Sometimes I'm unsure how sure we can ever be of anything. I mean, when you think about how difficult it is to have absolute knowledge of anything then you have to conclude that our understanding of reality - indeed our entire lives - is somehow haphazard. I don't know that Jupiter or DNA exist. That's simply received wisdom. I've no way of proving it one way or the other.
The same goes for all (opposing) ideological discourses. They assert their truth - and posit certain proofs - but for the lowly bystander, assailed by all this information, it is hard to discern the true from the false proof. In the end we err with those that we like the sound of. Or have a 'good intuition' about. But in the end doesn't that just mean that reality is just a hall of mirrors?
Still, sitting in ethical paralysis never helped the world go round.
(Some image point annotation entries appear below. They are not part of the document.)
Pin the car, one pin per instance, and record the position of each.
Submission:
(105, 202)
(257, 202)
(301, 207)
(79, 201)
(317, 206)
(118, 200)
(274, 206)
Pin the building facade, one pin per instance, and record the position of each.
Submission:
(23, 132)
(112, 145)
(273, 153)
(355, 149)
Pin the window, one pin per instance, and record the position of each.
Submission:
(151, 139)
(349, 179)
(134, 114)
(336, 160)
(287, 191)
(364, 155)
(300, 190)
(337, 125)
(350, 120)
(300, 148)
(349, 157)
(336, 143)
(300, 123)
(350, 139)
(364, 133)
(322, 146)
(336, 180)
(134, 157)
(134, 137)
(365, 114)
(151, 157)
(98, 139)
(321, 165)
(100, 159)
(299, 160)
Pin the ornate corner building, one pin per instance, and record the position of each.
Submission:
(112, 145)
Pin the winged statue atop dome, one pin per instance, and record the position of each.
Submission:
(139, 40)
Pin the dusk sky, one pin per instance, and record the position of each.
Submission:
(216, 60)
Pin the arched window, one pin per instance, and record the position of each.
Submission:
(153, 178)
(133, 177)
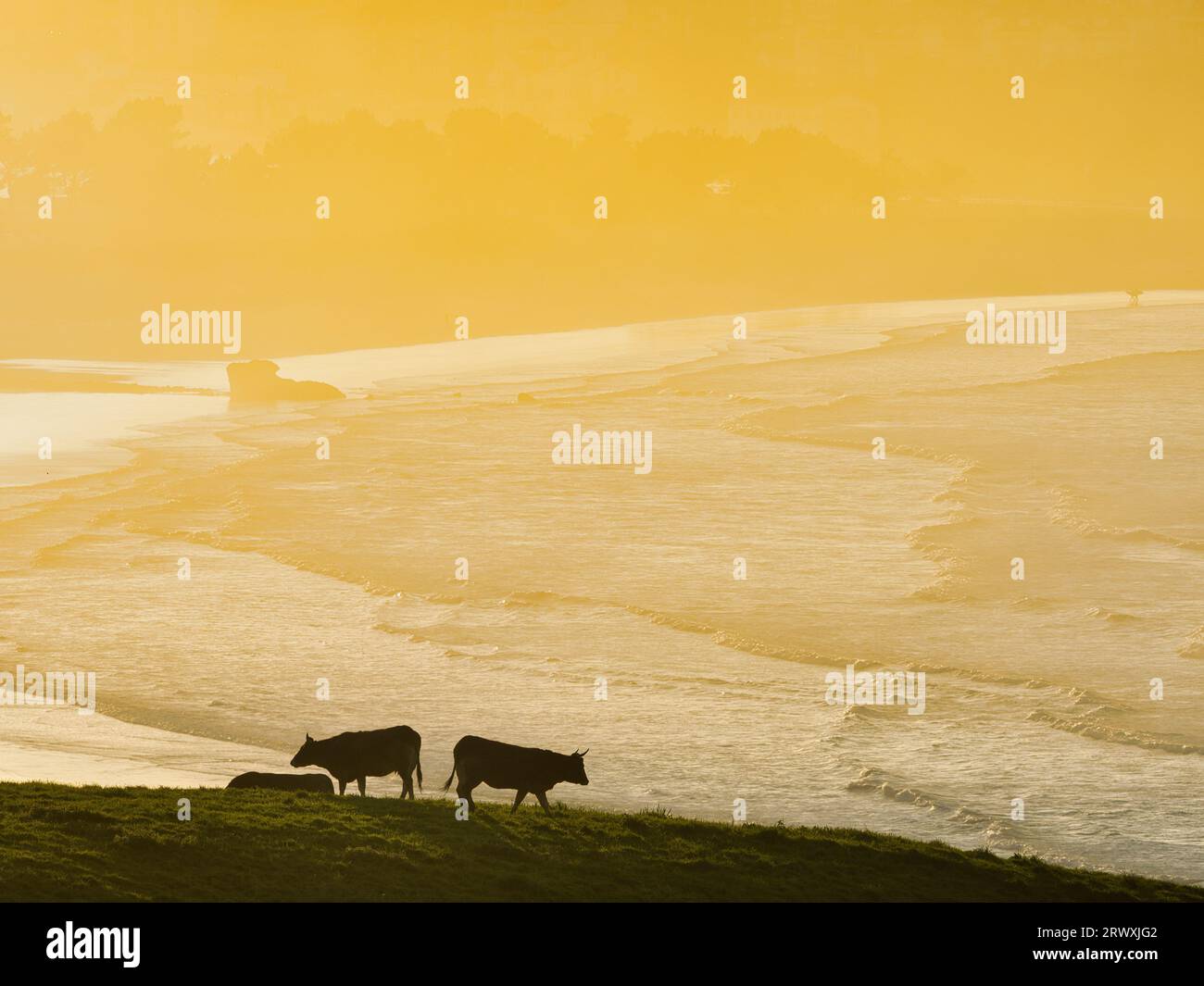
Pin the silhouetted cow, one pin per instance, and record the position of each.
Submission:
(524, 768)
(320, 782)
(370, 754)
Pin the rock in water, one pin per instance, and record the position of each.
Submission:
(259, 381)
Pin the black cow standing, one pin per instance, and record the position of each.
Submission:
(370, 754)
(524, 768)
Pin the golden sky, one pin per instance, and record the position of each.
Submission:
(484, 206)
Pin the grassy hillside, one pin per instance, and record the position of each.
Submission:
(60, 842)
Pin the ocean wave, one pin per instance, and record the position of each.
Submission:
(1092, 730)
(872, 780)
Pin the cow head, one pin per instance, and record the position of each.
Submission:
(577, 768)
(305, 755)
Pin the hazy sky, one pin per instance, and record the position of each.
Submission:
(909, 100)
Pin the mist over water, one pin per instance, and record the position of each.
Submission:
(345, 569)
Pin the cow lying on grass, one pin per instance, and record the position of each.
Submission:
(522, 768)
(370, 754)
(320, 782)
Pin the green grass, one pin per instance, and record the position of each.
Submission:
(60, 842)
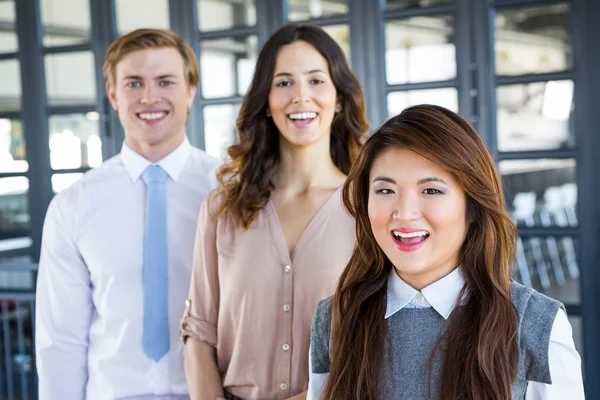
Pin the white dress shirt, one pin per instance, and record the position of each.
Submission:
(89, 305)
(442, 295)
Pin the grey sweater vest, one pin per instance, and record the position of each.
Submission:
(413, 335)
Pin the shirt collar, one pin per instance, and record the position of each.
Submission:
(172, 163)
(442, 294)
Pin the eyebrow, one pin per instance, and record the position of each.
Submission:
(312, 71)
(420, 182)
(137, 77)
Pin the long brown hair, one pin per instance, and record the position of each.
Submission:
(246, 179)
(480, 346)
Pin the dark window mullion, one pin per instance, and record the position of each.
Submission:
(73, 48)
(324, 21)
(62, 110)
(13, 174)
(536, 154)
(556, 231)
(504, 4)
(227, 33)
(9, 56)
(418, 12)
(221, 100)
(502, 80)
(81, 170)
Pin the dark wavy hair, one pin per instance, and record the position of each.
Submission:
(480, 346)
(246, 179)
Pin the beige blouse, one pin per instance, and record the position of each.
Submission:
(254, 302)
So we choose. Or are chosen - by our family, culture, background, experiences - to act in particular ways. These cultured actions then take on the appearance of truth for those who live by them. The problem, it seems to me, then comes when you put into question the cultural attributes you grow up with. In many ways it is a normal and necessary process, particularly since, with travel and migration making the world smaller, we always have bases from which to criticise our own foundations. Indeed we are encouraged to do so. Seeking knowledge, after all, is one of the great injunctions of history.
Yet how dangerous to break something down without putting anything else in its place. From my - albeit scant - reading of postmodern thinkers so far that seems to be the greatest problem. Smash the false gods, unravel the building blocks of sense and meaning and what you create is a void of incalculable dimensions. What postmodernism gives us is a life without sense, without points of reference. It leaves us with the chronic, and incalculable stress, of a nihilism brutal in its rejection of the ties that bind. It leaves us washed up alone on the shores of a desert island knowing neither where we are nor where we came from.
We live this nightmare, most of us in Western Europe, at various levels of consciousness. And we survive our nostalgia for meaning by means of escapism - drugs, alcohol, and distractions of all sorts. But stop for one minute, just one minute, and the house of cards can come crashing down. We must have the courage to build something that can withstand this corrosive cynicism. All my exhaustive reading has taught me so far, however, is that this has to be built with the heart as well as the head.